After weeks trawling the internet and several exciting conversations with Sarah King, the wonderfully helpful consultant from Unicorn Trails, I was off to Iceland on the Northern Lights Short Break! It’s very fair to say that I am not the most confident rider in the world, and the thought of riding unfamiliar horses on a rock island thousands of miles away from home was more than a little daunting.
The weather was quite something. I had spent quite a lot of time and money making sure I would be warm and dry, as late March in Iceland is known to be changeable and cold. However, no gear in the world makes tacking up a strange, small fluffy horse in 45 mph winds with small volcanic rocks pelting your face more bearable. Fortunately, the winds dropped on day two and I was able to experience the famous tolt of the Icelandic.
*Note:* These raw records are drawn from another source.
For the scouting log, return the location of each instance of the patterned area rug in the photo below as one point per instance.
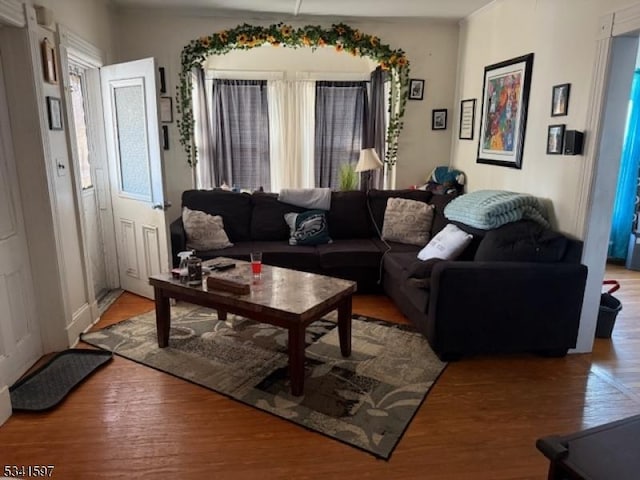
(366, 400)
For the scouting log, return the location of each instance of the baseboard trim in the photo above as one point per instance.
(5, 404)
(82, 319)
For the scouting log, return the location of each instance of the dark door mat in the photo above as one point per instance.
(51, 383)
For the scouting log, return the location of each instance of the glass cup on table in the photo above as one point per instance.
(256, 264)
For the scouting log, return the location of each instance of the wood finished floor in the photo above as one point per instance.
(480, 421)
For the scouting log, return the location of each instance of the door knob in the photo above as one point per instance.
(162, 206)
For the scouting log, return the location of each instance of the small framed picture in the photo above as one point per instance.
(439, 119)
(416, 89)
(467, 119)
(54, 112)
(560, 100)
(555, 139)
(49, 63)
(166, 109)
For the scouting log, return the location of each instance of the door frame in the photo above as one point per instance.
(597, 184)
(74, 49)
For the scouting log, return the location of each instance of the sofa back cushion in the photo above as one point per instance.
(267, 219)
(522, 241)
(234, 208)
(378, 202)
(349, 215)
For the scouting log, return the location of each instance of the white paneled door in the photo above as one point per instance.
(20, 341)
(130, 101)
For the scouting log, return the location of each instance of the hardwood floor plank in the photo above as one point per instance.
(480, 421)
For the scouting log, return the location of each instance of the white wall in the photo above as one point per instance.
(562, 35)
(90, 19)
(431, 49)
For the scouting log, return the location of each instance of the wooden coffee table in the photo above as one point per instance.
(282, 297)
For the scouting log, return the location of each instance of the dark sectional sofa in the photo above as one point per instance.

I am quite glad I was at the back of the ride, as I felt like a total novice again; I can only compare it to learning to do a rising trot thirty years ago. You feel like you’re never going to ‘get it’! The saddles used at this particular farm were endurance saddles from Argentina and truly comfortable, but a visit to the hot springs that afternoon definitely helped ease some of the aches from getting used to an entirely new pace.
The Icelandic is a seriously tough little horse. Snuggling down in my cosy cabin at night time and checking the outdoor temperature on my phone app, I was unsurprised to see that it was minus fifteen. The ridden herd was outside, rug-less, without shelter, and seemed truly content with their lot.
On the following day we rode on the black beaches next to the glacier river; my strong little mare Altur (who couldn’t have been more than 13.3) thought nothing of scrambling up and down the steep banks with me on her back.
Riding through the herds of mares and foals was something quite special and it is testament to their level temperaments, that I didn’t worry at all about this, as it’s something I would be totally terrified of doing in the UK. All in all, I can see why these charming little horses are becoming more popular worldwide; I know there are quite a few out there in the endurance world, and can very much understand why.
I made some wonderful friends from all around the world on the trip. I needn’t have been worried about traveling solo, as four other women on the ride were all doing so as well. I came back feeling more confident and ready to up my own horse Pash’s training, ready for our very modest target of a season of pleasure rides, which ‘might’ end in another adventure on horseback – maybe even the heady heights of a low-level graded novice endurance ride!